Nearly 88,000 financial industry workers -- 41 percent of them directly related to the mortgage sector -- have lost their jobs this year, according to the latest count by Challenger Gray & Christmas, a Chicago outplacement consulting firm.
Through Aug. 21, the company counted 87,962 financial jobs lost so far this year. And that's on top of the 100,000-plus who were let go in 2005 and 2006. Of this year's total, 35,830 were in the mortgage business.
More financial industry workers were given pink slips in April -- 33,789, to be exact -- than in any other month, the company said.
With few exceptions, the cuts are directly related to the nation's housing woes, said CEO John Challenger. More than 13,000 jobs were lost at Accredited Home Lenders, BNC Mortgage, Sun Trust, First Magnus, Countrywide and Capital One.
"The mortgage industry (has) basically told their loan officers and call centers representatives to simply stop taking calls," Challenger reported. "They basically stopped on a dime."
Challenger said there are "two big issues" behind the cuts. "First, demand for new mortgages and home equity loans and other forms of credit have fallen off dramatically. The other issue is the increasing rate of defaults and foreclosures, which is leaving the lending institutions unable to meet their own financial obligations."
The situation is worsened, he added, by the fact that other financial institutions not directly associated with housing have been investing billions in mortgage-backed securities, which has made them extremely vulnerable to the turmoil in the housing market.
The employment fallout so far this year is 164 percent greater than though the end of August 2006, the company said. And the carnage isn't limited to the financial sector alone.
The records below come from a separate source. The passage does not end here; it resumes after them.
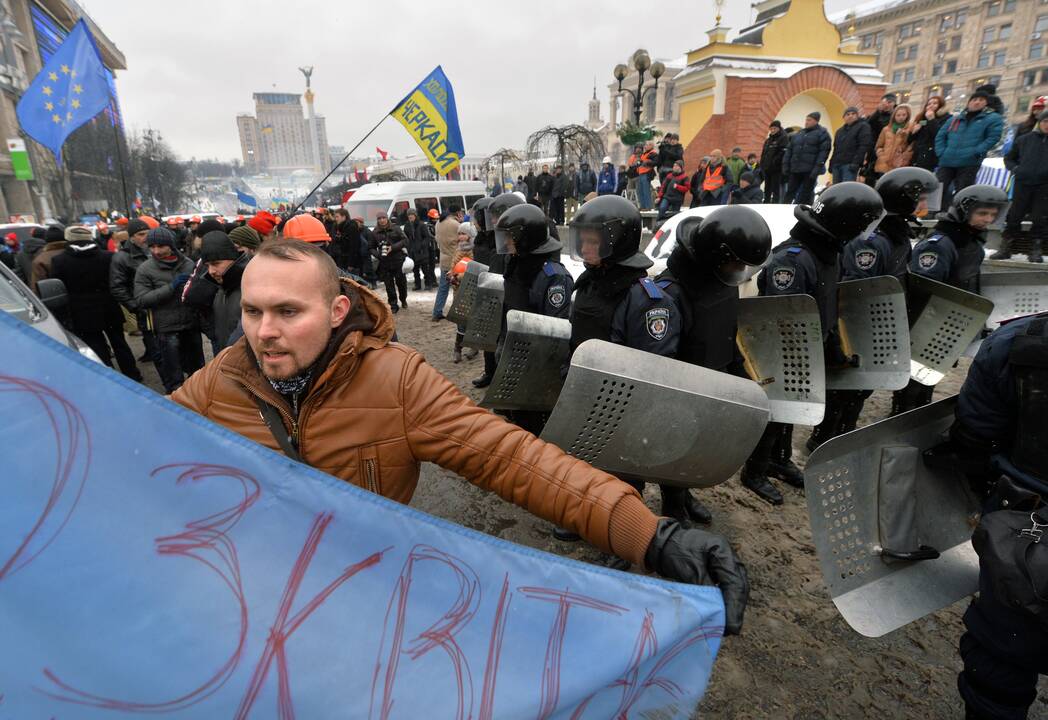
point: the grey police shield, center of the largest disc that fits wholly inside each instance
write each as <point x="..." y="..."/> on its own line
<point x="874" y="330"/>
<point x="459" y="311"/>
<point x="871" y="502"/>
<point x="781" y="342"/>
<point x="640" y="416"/>
<point x="1013" y="295"/>
<point x="484" y="324"/>
<point x="533" y="353"/>
<point x="947" y="321"/>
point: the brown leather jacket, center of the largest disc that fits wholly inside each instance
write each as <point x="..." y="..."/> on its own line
<point x="376" y="411"/>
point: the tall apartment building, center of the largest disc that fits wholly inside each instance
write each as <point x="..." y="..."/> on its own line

Realty companies are one casualty. Real estate firms have announced 1,950 job cuts so far this year, the consulting firm reported. But that doesn't include "hundreds, if not thousands" of independent agents who have simply stopped working because there are no buyers, Challenger pointed out.
Another big victim are construction companies, which have announced 19,670 layoffs, a figure that also is underestimated because most crews are small, independent subcontractors.
The firm also is seeing job cuts in companies that provide construction equipment, materials and suppliers as well as furniture makers and other manufacturers of home furnishings, paint and household products.
"The end of the housing-related job cuts (is) by no means in sight," Challenger said. "It could be months before we reach the peak."